Kanzlerschaften über drei oder vier Wahlperioden mögen dem Bedürfnis nach Stabilität entgegenkommen, nach Kontinuität in der politischen Führung, wie sie gerade in der Corona-Pandemie zunächst jedenfalls durchaus begrüßt wurde. Doch begünstigte eben diese eine sich schon in vorhergehenden Krisensituationen abzeichnende Entwicklung, die mit einer Verlagerung von Herrschaftsmacht vom Parlament hin zur Regierung und innerhalb der Regierung von den Ressorts zum Kanzleramt zusehends zu Verwerfungen in der Tektonik der grundgesetzlichen Gewaltenteilung führt. Ein Übermaß an institutioneller und personeller Kontinuität durch überlange Amtszeiten aufgrund wiederholter Wiederwahl dürfte hierzu maßgeblich beitragen. Dann aber wäre deren Begrenzung etwa auf zwei Amtszeiten zumindest der demokratischen Kultur zuträglich. Dies könnte nicht zuletzt der Entwicklung vorbeugen, dass ein Amtsinhaber, der sich so stets erneut bestätigt sieht, letztlich von der Alternativlosigkeit seiner Entscheidungen überzeugt, zu der Gewissheit gelangt, im Großen und Ganzen stets alles richtig zu machen und sich kritischem Diskurs – vulgo Diskussionsorgien – verweigert.

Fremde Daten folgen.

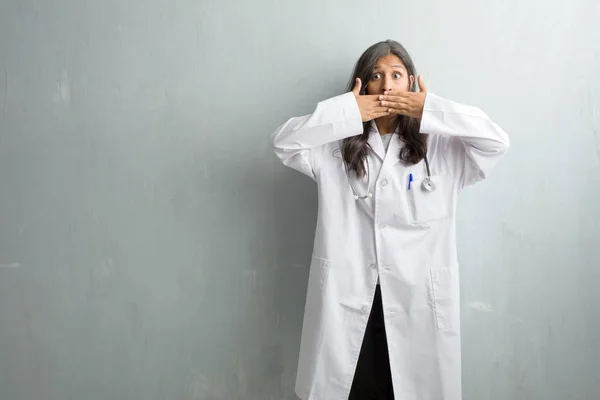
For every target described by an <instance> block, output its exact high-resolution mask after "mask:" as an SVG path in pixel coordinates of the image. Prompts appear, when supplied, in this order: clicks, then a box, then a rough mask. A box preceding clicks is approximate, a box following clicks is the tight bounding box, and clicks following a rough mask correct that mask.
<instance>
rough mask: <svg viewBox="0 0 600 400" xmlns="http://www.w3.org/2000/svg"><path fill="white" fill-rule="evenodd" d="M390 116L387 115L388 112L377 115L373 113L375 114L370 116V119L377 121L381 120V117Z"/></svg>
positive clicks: (389, 113)
mask: <svg viewBox="0 0 600 400" xmlns="http://www.w3.org/2000/svg"><path fill="white" fill-rule="evenodd" d="M390 114H391V113H389V112H387V111H386V112H378V113H375V114H373V115H372V116H371V118H372V119H377V118H381V117H387V116H388V115H390Z"/></svg>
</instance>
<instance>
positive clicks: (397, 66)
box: [374, 54, 406, 70]
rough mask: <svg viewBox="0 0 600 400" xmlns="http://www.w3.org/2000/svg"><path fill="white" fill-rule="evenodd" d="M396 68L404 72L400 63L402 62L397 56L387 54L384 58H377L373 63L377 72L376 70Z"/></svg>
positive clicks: (395, 55) (404, 67) (396, 55)
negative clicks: (376, 61) (399, 69)
mask: <svg viewBox="0 0 600 400" xmlns="http://www.w3.org/2000/svg"><path fill="white" fill-rule="evenodd" d="M398 68H400V69H404V70H406V67H405V66H404V63H403V62H402V60H400V58H399V57H398V56H397V55H395V54H388V55H386V56H383V57H379V59H378V60H377V62H376V63H375V68H374V69H376V70H377V69H398Z"/></svg>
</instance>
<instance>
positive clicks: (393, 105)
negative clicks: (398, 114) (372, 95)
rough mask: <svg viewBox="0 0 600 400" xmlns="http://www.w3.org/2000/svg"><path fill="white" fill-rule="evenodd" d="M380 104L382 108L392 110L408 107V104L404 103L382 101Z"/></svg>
mask: <svg viewBox="0 0 600 400" xmlns="http://www.w3.org/2000/svg"><path fill="white" fill-rule="evenodd" d="M380 104H381V106H383V107H388V108H393V109H396V110H400V109H405V108H408V107H409V106H410V103H409V102H406V101H401V102H399V101H382V102H381V103H380Z"/></svg>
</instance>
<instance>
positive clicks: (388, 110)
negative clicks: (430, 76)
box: [379, 75, 427, 119]
mask: <svg viewBox="0 0 600 400" xmlns="http://www.w3.org/2000/svg"><path fill="white" fill-rule="evenodd" d="M418 82H419V91H418V92H403V93H398V94H395V95H393V96H388V95H381V96H379V100H381V105H382V106H384V107H388V112H390V113H391V114H398V115H406V116H409V117H412V118H419V119H420V118H421V117H422V116H423V107H424V105H425V97H426V96H427V88H426V87H425V84H424V83H423V77H422V76H421V75H419V78H418Z"/></svg>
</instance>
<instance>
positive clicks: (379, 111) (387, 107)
mask: <svg viewBox="0 0 600 400" xmlns="http://www.w3.org/2000/svg"><path fill="white" fill-rule="evenodd" d="M387 110H389V107H382V106H377V107H373V109H372V110H371V112H375V113H379V112H387Z"/></svg>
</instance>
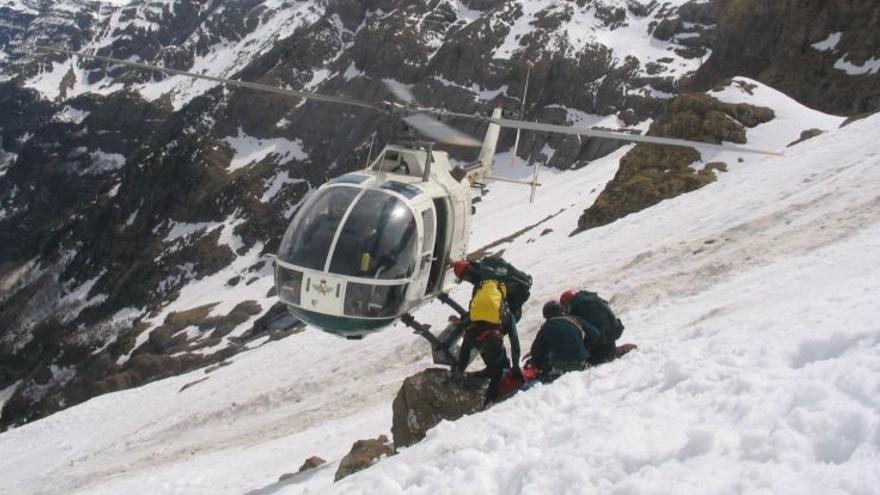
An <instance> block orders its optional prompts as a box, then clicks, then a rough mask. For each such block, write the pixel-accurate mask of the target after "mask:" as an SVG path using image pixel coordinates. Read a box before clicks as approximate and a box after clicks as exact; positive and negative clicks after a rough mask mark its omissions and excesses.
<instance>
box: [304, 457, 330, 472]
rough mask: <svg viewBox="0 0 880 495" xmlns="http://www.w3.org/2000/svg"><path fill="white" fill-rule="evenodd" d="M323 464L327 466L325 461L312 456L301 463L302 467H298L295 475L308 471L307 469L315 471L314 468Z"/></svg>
mask: <svg viewBox="0 0 880 495" xmlns="http://www.w3.org/2000/svg"><path fill="white" fill-rule="evenodd" d="M324 464H327V461H325V460H324V459H322V458H320V457H318V456H316V455H313V456H312V457H309V458H308V459H306V460H305V461H304V462H303V465H302V466H300V467H299V469H298V470H297V473H302V472H304V471H308V470H309V469H315V468H316V467H318V466H321V465H324Z"/></svg>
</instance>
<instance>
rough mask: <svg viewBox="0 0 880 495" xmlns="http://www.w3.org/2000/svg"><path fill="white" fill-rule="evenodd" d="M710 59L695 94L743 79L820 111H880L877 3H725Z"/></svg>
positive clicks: (785, 0)
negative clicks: (727, 81) (770, 88)
mask: <svg viewBox="0 0 880 495" xmlns="http://www.w3.org/2000/svg"><path fill="white" fill-rule="evenodd" d="M721 3H722V6H723V7H722V9H721V12H720V16H719V21H718V28H717V30H716V33H715V36H716V37H717V41H716V42H715V45H714V46H713V52H712V56H711V57H710V58H709V59H708V61H707V62H706V64H704V65H703V66H702V67H701V68H700V70H699V71H698V72H697V74H696V77H695V79H694V81H693V85H692V88H693V89H697V90H702V89H708V88H710V87H712V86H713V85H715V84H718V83H721V82H722V81H724V80H726V79H728V78H731V77H734V76H746V77H750V78H752V79H756V80H758V81H761V82H763V83H765V84H768V85H770V86H772V87H774V88H776V89H778V90H780V91H782V92H784V93H786V94H787V95H789V96H791V97H793V98H794V99H796V100H798V101H800V102H801V103H804V104H806V105H808V106H811V107H814V108H817V109H819V110H822V111H825V112H828V113H834V114H841V115H853V114H856V113H859V112H868V111H876V110H878V109H880V71H877V70H876V69H872V68H871V67H872V66H871V65H869V64H868V63H869V62H872V63H875V62H876V61H877V59H878V54H880V36H877V33H878V32H880V3H877V2H876V1H874V0H842V1H837V2H821V1H816V0H778V1H773V2H767V1H765V0H728V1H725V2H721Z"/></svg>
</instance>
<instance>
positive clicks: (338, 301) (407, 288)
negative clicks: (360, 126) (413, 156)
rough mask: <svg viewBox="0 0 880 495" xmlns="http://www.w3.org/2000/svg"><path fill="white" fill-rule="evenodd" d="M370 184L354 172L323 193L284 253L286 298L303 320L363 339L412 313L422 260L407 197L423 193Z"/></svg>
mask: <svg viewBox="0 0 880 495" xmlns="http://www.w3.org/2000/svg"><path fill="white" fill-rule="evenodd" d="M367 179H368V178H367V177H366V176H359V175H357V174H349V175H347V176H343V177H341V178H339V179H337V181H336V184H333V185H331V186H329V187H326V188H322V189H320V190H318V191H317V192H316V193H315V194H314V195H313V197H312V198H310V199H309V200H308V202H307V203H306V204H304V205H303V207H302V208H301V209H300V212H299V213H298V214H297V215H296V217H294V219H293V221H292V222H291V224H290V227H289V228H288V230H287V232H286V233H285V235H284V238H283V240H282V242H281V246H280V248H279V251H278V258H277V263H276V267H277V269H276V285H277V287H278V288H279V297H280V299H281V300H282V301H283V302H284V303H285V304H286V305H287V306H288V307H289V308H290V310H291V311H292V312H294V313H295V314H296V315H297V316H299V317H300V318H301V319H302V320H304V321H306V322H309V323H313V324H315V325H317V326H319V327H323V328H326V327H332V328H335V329H338V331H337V332H336V333H339V334H341V335H360V334H363V333H365V331H369V330H371V329H374V328H375V329H377V328H379V327H382V326H384V325H387V324H388V323H390V321H393V320H394V319H396V318H398V317H399V316H400V315H401V314H403V313H404V312H406V310H408V309H409V308H407V307H405V304H406V302H407V290H408V289H409V287H410V284H411V283H412V282H413V275H414V271H415V268H416V262H417V261H418V260H419V246H418V241H419V238H420V236H419V226H418V225H417V221H416V215H415V212H414V211H413V208H412V207H411V205H410V204H408V203H407V201H406V200H407V196H405V195H403V194H401V192H404V193H405V192H407V189H409V190H410V191H409V192H410V193H411V194H410V196H413V197H414V196H415V195H417V194H418V192H420V191H419V189H418V188H416V187H413V186H411V185H409V184H403V183H394V182H393V181H389V183H386V184H384V185H383V186H382V187H378V188H376V187H364V186H362V185H361V184H358V183H357V181H358V180H361V181H363V180H367ZM395 184H396V185H395ZM401 188H402V189H401ZM432 237H433V233H432Z"/></svg>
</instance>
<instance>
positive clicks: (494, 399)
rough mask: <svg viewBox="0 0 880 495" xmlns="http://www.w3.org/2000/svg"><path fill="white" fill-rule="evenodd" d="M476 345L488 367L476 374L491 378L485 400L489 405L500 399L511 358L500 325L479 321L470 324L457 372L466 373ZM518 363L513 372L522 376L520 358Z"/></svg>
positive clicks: (516, 362)
mask: <svg viewBox="0 0 880 495" xmlns="http://www.w3.org/2000/svg"><path fill="white" fill-rule="evenodd" d="M475 347H476V349H477V350H478V351H479V353H480V357H481V358H482V359H483V363H485V365H486V367H485V368H484V369H482V370H480V371H478V372H476V373H474V376H481V377H485V378H488V379H489V388H488V389H487V390H486V397H485V400H484V405H489V404H490V403H492V402H494V401H496V400H497V399H498V392H499V388H500V386H501V379H502V378H503V377H504V372H505V370H507V369H510V360H509V359H507V351H506V350H505V349H504V338H503V337H502V334H501V330H500V329H499V328H498V326H496V325H491V324H488V323H485V322H479V321H478V322H473V323H469V324H468V326H467V329H466V330H465V332H464V339H463V341H462V343H461V350H460V351H459V354H458V363H457V364H456V366H455V372H456V373H458V374H461V373H464V370H465V369H466V368H467V365H468V362H469V358H470V355H471V350H472V349H473V348H475ZM516 363H517V367H516V368H515V371H513V372H512V373H514V374H515V375H518V376H520V377H522V371H521V370H520V369H519V366H518V364H519V361H518V358H517V361H516Z"/></svg>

Jüngst wurde aus publizistischer Sicht gefordert, politische Korrespondenten, vor allem Hauptstadtkorrespondenten, sollten sich gelegentlich ablösen, um hier nicht auf Dauer zu starke Nähebeziehungen zwischen Politik und Medien entstehen zu lassen. Langfristige personelle Kontinuität aufseiten der Medien, das Sich-aneinander-Gewöhnen, so die Überlegung, gefährdet die Distanz zwischen Medien und Politik. Amtszeitbegrenzungen aufseiten der Politik mögen die – während der Corona-Pandemie wie schon früher in ähnlich angespannter Lage eher schwach ausgeprägte – Bereitschaft zu kritisch-distanzierter Berichterstattung nicht unmittelbar fördern. Sie dürften aber doch einen Beitrag leisten gegen jenes „Zusammenwachsen der medialen mit der politischen Klasse“ (Habermas), besonders ausgeprägt, aber keineswegs nur bei den öffentlich-rechtlichen Medien zu konstatieren, das die Wächterfunktion der Medien, ihre „schlechthin konstituierende“ Bedeutung für die Demokratie langfristig schwächen muss. •

Prof. Dr. Christoph Degenhart ist Professor für Staats- und Verfassungsrecht sowie Medienrecht an der Universität Leipzig.